I just got an invitation to play a show on January 4th in Philly. It's curated by the infamous MP, so expect an eclectic line-up. More on that later.
Meditation Builds Up the Brain - "They found that meditating actually increases the thickness of the cortex in areas involved in attention and sensory processing, such as the prefrontal cortex and the right anterior insula."
A few dimensional distractions for you today...
Time-lapse movie of a guy making a big painting. Neat, but his method seems a little uninspired and tedious. (From a photo, cut into grid, projected, lots of tape.)
I'm currently reading this anthology, which may be of interest to many of you: Audio Culture: Readings in Modern Music. Highly recommended. Here's a nice review.
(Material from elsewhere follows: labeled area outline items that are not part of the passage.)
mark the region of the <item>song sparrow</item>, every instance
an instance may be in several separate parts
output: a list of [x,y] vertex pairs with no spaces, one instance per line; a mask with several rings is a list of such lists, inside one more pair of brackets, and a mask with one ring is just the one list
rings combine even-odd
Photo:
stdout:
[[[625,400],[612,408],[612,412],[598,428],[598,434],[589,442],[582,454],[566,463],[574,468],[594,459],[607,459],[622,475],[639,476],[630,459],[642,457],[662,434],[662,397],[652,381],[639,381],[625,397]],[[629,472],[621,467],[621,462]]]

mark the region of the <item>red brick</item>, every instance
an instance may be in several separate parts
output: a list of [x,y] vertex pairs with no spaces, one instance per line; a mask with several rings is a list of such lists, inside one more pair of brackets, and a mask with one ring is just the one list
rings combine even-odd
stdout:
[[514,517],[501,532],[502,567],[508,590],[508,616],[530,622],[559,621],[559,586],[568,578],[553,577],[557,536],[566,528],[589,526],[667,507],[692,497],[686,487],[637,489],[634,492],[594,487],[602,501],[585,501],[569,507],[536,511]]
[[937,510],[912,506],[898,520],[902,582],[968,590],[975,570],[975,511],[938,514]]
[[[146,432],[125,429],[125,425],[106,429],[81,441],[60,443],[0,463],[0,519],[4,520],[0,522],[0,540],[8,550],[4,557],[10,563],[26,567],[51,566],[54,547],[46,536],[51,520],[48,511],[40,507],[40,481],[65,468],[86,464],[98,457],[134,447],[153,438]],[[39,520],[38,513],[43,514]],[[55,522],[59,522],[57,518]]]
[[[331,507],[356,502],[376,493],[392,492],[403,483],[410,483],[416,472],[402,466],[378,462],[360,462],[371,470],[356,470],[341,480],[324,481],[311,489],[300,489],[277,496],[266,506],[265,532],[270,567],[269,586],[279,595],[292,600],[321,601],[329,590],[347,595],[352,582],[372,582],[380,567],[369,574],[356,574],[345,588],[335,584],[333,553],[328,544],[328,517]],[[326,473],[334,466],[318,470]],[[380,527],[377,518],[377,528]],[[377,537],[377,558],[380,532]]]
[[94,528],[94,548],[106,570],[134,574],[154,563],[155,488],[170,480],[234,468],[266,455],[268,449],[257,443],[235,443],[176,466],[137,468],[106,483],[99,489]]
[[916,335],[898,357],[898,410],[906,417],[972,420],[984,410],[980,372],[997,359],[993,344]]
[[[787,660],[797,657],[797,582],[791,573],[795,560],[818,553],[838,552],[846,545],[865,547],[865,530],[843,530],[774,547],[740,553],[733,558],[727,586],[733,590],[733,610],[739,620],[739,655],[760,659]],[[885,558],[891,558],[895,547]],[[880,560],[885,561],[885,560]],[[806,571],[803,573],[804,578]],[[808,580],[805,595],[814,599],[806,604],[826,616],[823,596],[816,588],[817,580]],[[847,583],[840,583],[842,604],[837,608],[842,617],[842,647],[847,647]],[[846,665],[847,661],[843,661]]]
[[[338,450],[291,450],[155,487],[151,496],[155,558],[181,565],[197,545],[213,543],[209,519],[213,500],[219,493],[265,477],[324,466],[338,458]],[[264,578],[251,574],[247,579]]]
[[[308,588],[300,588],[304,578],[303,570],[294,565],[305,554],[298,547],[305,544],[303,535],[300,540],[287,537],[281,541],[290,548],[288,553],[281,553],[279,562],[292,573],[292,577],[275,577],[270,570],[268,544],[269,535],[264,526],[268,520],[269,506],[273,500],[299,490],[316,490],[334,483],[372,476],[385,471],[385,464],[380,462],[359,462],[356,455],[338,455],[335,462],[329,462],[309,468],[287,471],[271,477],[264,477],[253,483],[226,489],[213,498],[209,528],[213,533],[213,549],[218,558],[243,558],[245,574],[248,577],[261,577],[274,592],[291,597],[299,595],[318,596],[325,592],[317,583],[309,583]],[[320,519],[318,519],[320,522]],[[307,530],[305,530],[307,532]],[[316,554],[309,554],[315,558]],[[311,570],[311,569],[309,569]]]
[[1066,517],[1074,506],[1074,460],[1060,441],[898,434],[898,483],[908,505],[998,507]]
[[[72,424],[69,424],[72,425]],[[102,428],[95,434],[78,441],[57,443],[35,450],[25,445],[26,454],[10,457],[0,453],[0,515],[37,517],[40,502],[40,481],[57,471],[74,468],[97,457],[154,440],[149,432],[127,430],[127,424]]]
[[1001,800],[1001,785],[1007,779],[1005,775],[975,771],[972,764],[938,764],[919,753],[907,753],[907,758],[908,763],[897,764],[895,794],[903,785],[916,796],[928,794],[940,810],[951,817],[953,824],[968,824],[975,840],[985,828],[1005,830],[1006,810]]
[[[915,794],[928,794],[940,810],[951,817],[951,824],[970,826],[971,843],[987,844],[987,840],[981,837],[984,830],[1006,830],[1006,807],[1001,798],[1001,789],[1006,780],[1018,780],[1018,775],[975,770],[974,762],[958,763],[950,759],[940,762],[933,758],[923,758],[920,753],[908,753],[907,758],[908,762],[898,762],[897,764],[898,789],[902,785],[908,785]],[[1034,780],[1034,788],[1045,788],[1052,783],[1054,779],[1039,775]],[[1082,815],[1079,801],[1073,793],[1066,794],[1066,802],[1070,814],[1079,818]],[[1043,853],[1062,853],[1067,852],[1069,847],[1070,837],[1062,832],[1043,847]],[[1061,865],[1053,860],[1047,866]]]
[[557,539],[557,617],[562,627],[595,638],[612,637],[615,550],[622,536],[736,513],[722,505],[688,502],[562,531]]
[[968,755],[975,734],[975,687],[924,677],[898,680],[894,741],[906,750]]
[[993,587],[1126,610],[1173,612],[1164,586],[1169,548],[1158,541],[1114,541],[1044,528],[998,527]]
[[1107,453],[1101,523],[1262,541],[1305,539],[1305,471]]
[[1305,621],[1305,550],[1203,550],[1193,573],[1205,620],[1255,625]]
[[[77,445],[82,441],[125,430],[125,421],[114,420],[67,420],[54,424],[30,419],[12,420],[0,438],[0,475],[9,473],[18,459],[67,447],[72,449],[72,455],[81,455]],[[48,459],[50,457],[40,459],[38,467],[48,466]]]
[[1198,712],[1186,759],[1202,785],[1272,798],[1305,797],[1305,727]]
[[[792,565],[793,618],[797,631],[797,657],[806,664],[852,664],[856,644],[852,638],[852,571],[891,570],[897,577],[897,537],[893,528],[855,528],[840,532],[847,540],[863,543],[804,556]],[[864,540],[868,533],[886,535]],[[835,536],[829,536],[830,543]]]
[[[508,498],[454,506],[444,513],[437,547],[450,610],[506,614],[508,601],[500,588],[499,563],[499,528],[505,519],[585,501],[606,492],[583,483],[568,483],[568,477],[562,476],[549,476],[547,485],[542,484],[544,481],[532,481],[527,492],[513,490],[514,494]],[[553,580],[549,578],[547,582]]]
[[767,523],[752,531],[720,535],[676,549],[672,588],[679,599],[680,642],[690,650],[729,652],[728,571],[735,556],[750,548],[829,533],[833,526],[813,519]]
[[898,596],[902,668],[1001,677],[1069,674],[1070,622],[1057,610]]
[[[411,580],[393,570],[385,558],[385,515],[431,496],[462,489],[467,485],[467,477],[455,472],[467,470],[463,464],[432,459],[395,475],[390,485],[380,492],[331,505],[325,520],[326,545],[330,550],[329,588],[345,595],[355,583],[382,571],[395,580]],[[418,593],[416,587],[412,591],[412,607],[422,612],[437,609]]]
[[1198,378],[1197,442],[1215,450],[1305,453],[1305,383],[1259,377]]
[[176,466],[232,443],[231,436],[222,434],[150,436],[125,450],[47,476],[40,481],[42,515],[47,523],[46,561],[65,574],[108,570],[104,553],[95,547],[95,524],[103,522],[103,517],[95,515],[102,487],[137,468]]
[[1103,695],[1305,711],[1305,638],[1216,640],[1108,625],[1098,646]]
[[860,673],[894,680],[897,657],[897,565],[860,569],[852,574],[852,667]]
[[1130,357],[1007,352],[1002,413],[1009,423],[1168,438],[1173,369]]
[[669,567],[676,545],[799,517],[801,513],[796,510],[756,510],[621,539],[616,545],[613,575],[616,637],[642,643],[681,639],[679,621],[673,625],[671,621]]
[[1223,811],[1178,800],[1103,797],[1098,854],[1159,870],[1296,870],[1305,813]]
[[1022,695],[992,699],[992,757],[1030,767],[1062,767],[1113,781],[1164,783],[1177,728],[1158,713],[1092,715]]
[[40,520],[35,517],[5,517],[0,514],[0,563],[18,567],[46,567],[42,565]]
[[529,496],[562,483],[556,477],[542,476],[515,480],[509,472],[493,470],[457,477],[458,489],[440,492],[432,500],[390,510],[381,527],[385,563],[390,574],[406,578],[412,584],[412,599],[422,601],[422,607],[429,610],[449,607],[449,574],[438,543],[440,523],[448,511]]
I'd like one of these for christmas pls: Continuum Fingerboard. Think: 3 dimensional kaoss pad / keyboard hybrid midi controller. Yes.
Finally... You can use your laptop as an external monitor with this program: Maxivista. I tested it out briefly and it seems to work pretty well.
Synthetic Zero is one of my favorite weblogs. Here's why:
"We tend to think of people as objects which we can add or remove from our lives, but in fact they're interwoven in a way that cannot be easily untangled. Just as we are interwoven into the fabric of the world --- we bloom into being in the matrix of life and we disappear, but we don't really disappear --- we're not three-dimensional objects, separated from the world, but we breathe into the world and breathe the world in, and thus, when we die, we're not gone, because our presence in the world was what it was entirely, at that moment, and that creates a cascade of effects that continue on. Just as we owe a debt of gratitude (or blame) for the billions of years before us, our existence contributes to what happens after us as well."
It's a cozy machine! Don't expect me to get much done this winter. This thing emits beams of pure lethargy. See what it did to the cat?
"The Buddha Machine is not a CD release, or even an LP release. It's a small plastic box (that runs on two batteries) made in China that has not only an integrated speaker, but a volume control and an 1/8" output jack. To control the box, you simply turn it on, and a single switch on the side of the box toggles between nine different loops that are stored within the onboard memory."
The Ars Electrik show went fairly well. The turn-out was weak, but I was happy with my peformance. The sound system there is clean and loud, so that was a pleasure.
Vostek totally skipped out when he couldn't find a projector to borrow, so his visuals were missed. Robots in Disguise played after me. Darkish drum-n-bass with live drums, bass, and synths. Pretty sweet.